Daniel Day-Lewis ha parlato per la prima volta della sua decisione di porre fine al suo ritiro dalla recitazione dopo otto anni per recitare in “Anemone“, un nuovo film diretto da suo figlio Ronan. Day-Lewis, tre volte premio Oscar (“Il mio piede sinistro”, “Il petroliere”, “Lincoln”), ha co-scritto la sceneggiatura di “Anemone” con Ronan basandosi su un’idea originale concepita insieme. Nel giugno 2017, Day-Lewis annunciò il suo ritiro dalla recitazione dopo aver girato “Il filo nascosto” di Paul Thomas Anderson. Un portavoce dell’attore annunciò all’epoca: “Daniel Day-Lewis non lavorerà più come attore. È immensamente grato a tutti i suoi collaboratori e al pubblico per tutti questi anni. Questa è una decisione privata e né lui né i suoi rappresentanti rilasceranno ulteriori commenti in merito“. L’annuncio del ritiro non fu il primo per Day-Lewis. Si prese una lunga pausa nel 1997 per dedicarsi al lavoro di calzolaio in Italia, dopo essere apparso in “The Boxer” di Jim Sheridan. Tornò nel 2002 per interpretare Bill il Macellaio in “Gangs of New York” di Martin Scorsese.

Parlando con Rolling Stone in vista dell’anteprima mondiale di “Anemone” al New York Film Festival, Day-Lewis ha detto di essere uscito dal pensionamento perché “avevo un po’ di tristezza residua perché sapevo che Ronan avrebbe continuato a fare film, e io me ne stavo andando. Ho pensato: ‘Non sarebbe bello se potessimo fare qualcosa insieme e trovare un modo per costruirla, in modo che non debba necessariamente essere qualcosa che richiede tutti gli accessori di una grande produzione?’“. “Anemone” vede Day-Lewis nei panni di un recluso che vive nei boschi dell’Inghilterra settentrionale. La sua vita viene sconvolta dall’arrivo del fratello (Sean Bean) che lo costringe ad affrontare il suo misterioso passato. Samuel Bottomley, Safia Oakley-Green e Samantha Morton completano il cast.

Daniel Day-Lewis parla del suo ritorno

Day-Lewis ha ammesso di aver avuto “alcune riserve sul tornare di nuovo nel mondo pubblico” quando stava valutando se recitare in “Anemone” o semplicemente scriverlo e affidare uno dei ruoli a un altro attore. Poi il figlio Ronan “ha chiarito che non l’avrebbe fatto se non l’avessi fatto io“. “Era solo una specie di piccola paura, un’ansia di riprendere a fare cinema“, ha detto Day-Lewis a proposito del suo nervosismo per l’uscita dal pensionamento. “Il lavoro è sempre stato qualcosa che ho amato. Non ho mai, mai smesso di amarlo. Ma c’erano aspetti dello stile di vita che lo accompagnavano con cui non avevo mai fatto i conti, dal giorno in cui ho iniziato a oggi. C’è qualcosa in quel processo che mi ha lasciato una sensazione di vuoto alla fine. Voglio dire, lo conoscevo bene. Capivo che faceva tutto parte del processo, e che prima o poi ci sarebbe stata una rigenerazione. Ed è stato solo nell’ultima esperienza di girare ‘Il filo nascosto’ che ho iniziato a sentire con forza che forse non ci sarebbe più stata quella rigenerazione. Che probabilmente avrei dovuto semplicemente starne alla larga, perché non avevo altro da offrire“.

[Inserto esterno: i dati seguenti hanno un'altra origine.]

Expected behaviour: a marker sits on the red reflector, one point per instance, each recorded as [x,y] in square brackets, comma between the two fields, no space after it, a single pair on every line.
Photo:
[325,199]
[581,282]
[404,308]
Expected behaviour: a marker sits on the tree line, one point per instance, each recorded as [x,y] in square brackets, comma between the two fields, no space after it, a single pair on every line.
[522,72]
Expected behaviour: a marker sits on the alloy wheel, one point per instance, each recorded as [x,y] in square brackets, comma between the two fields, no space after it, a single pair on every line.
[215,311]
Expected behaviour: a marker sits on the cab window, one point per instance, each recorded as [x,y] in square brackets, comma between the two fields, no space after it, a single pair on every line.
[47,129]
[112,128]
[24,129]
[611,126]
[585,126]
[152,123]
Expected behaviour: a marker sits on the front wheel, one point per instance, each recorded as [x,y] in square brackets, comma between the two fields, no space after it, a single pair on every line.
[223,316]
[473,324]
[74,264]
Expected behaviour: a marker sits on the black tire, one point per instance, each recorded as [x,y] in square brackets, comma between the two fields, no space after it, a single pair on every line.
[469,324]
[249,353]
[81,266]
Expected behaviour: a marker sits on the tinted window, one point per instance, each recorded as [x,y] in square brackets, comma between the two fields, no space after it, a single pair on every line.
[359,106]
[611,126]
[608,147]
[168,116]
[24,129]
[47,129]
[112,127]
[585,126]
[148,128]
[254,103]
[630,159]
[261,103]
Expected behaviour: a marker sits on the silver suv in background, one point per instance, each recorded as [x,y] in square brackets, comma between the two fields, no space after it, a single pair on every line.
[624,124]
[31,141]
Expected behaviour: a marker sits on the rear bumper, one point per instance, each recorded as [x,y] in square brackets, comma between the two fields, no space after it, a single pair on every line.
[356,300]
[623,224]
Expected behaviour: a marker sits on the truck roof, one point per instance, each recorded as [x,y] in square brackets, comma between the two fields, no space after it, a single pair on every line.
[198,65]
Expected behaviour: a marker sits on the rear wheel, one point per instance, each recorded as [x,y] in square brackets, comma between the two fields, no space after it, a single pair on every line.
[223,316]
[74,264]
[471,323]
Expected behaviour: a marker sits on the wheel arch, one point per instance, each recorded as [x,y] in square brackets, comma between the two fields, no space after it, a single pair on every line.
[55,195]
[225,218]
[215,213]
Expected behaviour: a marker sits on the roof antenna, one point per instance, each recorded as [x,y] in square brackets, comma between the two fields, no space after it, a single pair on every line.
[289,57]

Ma ripensandoci ora, avrei fatto bene a tenere la bocca chiusa, di sicuro“, ha continuato. “Sembrano solo delle sciocchezze di cui parlare. Non ho mai avuto intenzione di andare in pensione, in realtà. Ho semplicemente smesso di fare quel particolare tipo di lavoro per poterne fare un altro. Non ho mai, sai… A quanto pare, sono stato accusato di essermi ritirato due volte. Non ho mai avuto intenzione di andare in pensione da niente! Volevo solo lavorare su qualcos’altro per un po’… Invecchiando, mi ci vuole sempre più tempo per ritrovare la strada verso il luogo in cui il fuoco arde di nuovo. Ma lavorando con Ro, quella fiamma si è semplicemente accesa. Ed è stata, dall’inizio alla fine, una gioia poter trascorrere quel tempo insieme a lui“.